Summary:	Object sync requests skipped in some scenarios
Product:	[Red Hat Storage] Red Hat Ceph Storage	Reporter:	shilpa <smanjara>
Component:	RGW	Assignee:	Matt Benjamin (redhat) <mbenjamin>
Status:	CLOSED WONTFIX	QA Contact:	ceph-qe-bugs <ceph-qe-bugs>
Severity:	medium	Docs Contact:	Bara Ancincova <bancinco>
Priority:	unspecified
Version:	2.0	CC:	anharris, bancinco, cbodley, ceph-eng-bugs, hnallurv, kbader, kdreyer, mbenjamin, owasserm, smanjara, sweil, yehuda
Target Milestone:	rc
Target Release:	3.0
Hardware:	Unspecified
OS:	Unspecified
Whiteboard:
Fixed In Version:		Doc Type:	Known Issue
Doc Text:	.Object sync requests are sometimes skipped In multi-site configurations of the Ceph Object Gateway, a non-master zone can be promoted to the master zone. In most cases, the master zone's gateway or gateways are still running when this happens. However, if the gateways are down, it can take up to 30 seconds after their restart until the gateways notice that another zone was promoted. During this time, the gateways can miss changes to buckets that occur on other zones. Consequently, object sync requests are skipped. To work around this issue, pull the new master's period to the old master zone before restarting the old master zone: ---- $ radosgw-admin period pull --remote=<new-master-zone-id> ---- For details on pulling the period, see the https://access.redhat.com/documentation/en/red-hat-ceph-storage/2/single/object-gateway-guide-for-red-hat-enterprise-linux[Ceph Object Gateway Guide for Red Hat Enterprise Linux] or the https://access.redhat.com/documentation/en/red-hat-ceph-storage/2/single/object-gateway-guide-for-ubuntu[Ceph Object Gateway Guide for Ubuntu].	Story Points:	---
Clone Of:		Environment:
Last Closed:	2017-07-06 14:37:45 UTC	Type:	Bug
Regression:	---	Mount Type:	---
Documentation:	---	CRM:
Verified Versions:		Category:	---
oVirt Team:	---	RHEL 7.3 requirements from Atomic Host:
Cloudforms Team:	---	Target Upstream Version:
Embargoed:
Bug Depends On:
Bug Blocks:	1322504, 1383917, 1412948

Description shilpa 2016-08-02 18:02:31 UTC

Version-Release number of selected component (if applicable):
ceph-radosgw-10.2.2-32.el7cp.x86_64

Steps to Reproduce:
1. Stop rgw process on master. Switch non-master zone to master.
3. Create new buckets and objects on current master.
4. Bring up rgw process on the old master zone.
5. Upload some more buckets and objects on the current master.
5. Check for sync

Actual results:
All the buckets were synced. The objects created before rgw process restart failed to sync but the other objects created later synced successfully.
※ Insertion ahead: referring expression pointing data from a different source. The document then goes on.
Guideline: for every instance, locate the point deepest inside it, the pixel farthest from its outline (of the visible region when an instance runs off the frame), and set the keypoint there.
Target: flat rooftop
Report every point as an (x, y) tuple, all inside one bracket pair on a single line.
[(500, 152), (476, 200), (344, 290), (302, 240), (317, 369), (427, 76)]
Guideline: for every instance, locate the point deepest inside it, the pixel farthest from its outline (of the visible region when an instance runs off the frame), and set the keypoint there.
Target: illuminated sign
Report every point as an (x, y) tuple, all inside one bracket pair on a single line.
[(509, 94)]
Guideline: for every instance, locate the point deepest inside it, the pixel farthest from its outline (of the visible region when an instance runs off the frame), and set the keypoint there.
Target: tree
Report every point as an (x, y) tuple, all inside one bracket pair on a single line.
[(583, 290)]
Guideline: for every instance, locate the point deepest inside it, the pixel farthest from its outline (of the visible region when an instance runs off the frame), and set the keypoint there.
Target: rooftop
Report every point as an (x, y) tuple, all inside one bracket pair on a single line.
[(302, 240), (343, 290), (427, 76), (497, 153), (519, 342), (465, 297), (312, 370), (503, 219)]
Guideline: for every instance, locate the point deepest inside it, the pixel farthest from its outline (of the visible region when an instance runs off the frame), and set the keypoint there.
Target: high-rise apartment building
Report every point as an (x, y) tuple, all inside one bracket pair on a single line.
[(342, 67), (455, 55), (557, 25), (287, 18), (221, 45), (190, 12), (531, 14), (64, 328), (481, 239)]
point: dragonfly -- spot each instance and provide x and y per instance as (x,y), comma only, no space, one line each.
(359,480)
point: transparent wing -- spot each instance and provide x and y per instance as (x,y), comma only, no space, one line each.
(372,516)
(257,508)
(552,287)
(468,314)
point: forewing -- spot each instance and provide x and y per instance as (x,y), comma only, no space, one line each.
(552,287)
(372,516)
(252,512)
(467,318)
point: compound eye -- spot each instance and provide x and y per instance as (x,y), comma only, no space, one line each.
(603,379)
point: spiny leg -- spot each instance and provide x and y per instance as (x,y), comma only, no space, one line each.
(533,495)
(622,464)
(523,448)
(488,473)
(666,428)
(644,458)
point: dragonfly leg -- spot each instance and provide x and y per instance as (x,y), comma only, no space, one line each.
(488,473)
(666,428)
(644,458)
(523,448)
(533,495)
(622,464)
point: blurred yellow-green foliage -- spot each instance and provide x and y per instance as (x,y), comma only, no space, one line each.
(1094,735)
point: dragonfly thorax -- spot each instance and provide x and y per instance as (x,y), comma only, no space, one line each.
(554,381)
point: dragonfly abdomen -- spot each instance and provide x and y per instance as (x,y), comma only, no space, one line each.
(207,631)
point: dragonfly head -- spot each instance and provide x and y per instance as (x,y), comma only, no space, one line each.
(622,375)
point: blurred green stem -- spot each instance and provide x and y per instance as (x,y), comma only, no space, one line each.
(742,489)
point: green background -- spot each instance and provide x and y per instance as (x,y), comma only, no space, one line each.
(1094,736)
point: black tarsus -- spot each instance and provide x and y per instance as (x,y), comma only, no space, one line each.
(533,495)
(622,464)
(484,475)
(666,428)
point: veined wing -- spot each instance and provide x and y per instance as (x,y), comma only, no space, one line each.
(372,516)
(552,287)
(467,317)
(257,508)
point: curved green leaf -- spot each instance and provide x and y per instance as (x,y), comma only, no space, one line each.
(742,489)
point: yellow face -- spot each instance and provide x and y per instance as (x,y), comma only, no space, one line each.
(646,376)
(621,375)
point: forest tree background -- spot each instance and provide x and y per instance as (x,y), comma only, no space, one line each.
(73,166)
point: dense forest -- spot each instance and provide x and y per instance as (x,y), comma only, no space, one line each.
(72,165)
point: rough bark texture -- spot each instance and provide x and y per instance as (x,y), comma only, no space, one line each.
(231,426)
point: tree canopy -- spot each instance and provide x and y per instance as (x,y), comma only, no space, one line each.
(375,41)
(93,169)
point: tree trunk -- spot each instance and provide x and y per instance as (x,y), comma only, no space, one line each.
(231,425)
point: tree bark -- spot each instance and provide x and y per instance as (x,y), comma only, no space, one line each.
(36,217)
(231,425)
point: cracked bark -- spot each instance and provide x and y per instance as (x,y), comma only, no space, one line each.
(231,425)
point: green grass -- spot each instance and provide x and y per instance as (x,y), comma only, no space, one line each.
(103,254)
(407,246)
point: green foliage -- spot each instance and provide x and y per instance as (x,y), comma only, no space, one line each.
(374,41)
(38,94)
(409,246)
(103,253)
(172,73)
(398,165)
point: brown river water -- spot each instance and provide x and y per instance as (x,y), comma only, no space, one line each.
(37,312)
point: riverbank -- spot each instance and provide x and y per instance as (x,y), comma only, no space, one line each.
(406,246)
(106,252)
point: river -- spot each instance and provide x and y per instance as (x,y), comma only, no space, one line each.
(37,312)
I don't see a GET request sent to master on the buckets that are missing objects.

Comment 10 Casey Bodley 2016-08-11 14:01:57 UTC

Thanks Bara,

The only part that I'd clarify is "During this process, the master zone is down and object sync requests can be skipped under certain circumstances."

I'd suggest replacing that sentence with:
Generally, the master zone's gateway(s) will still be running when this happens. But in the case where its gateways are all down, it can take up to 30 seconds after restarting for them to notice that another zone was promoted. During this window, they can miss some changes to buckets that occur on other zones.

Comment 12 Casey Bodley 2016-08-11 14:25:52 UTC

Looks good!

Comment 13 shilpa 2016-08-17 09:27:38 UTC

Hi Bara,

Is this yet to be documented in the release notes?

Comment 17 Matt Benjamin (redhat) 2016-10-03 17:57:03 UTC

The behavior is expected in current multisite sync.  In future releases, multisite sync may support more complex failover and recovery scenarios, there is no upstream tracker issue yet.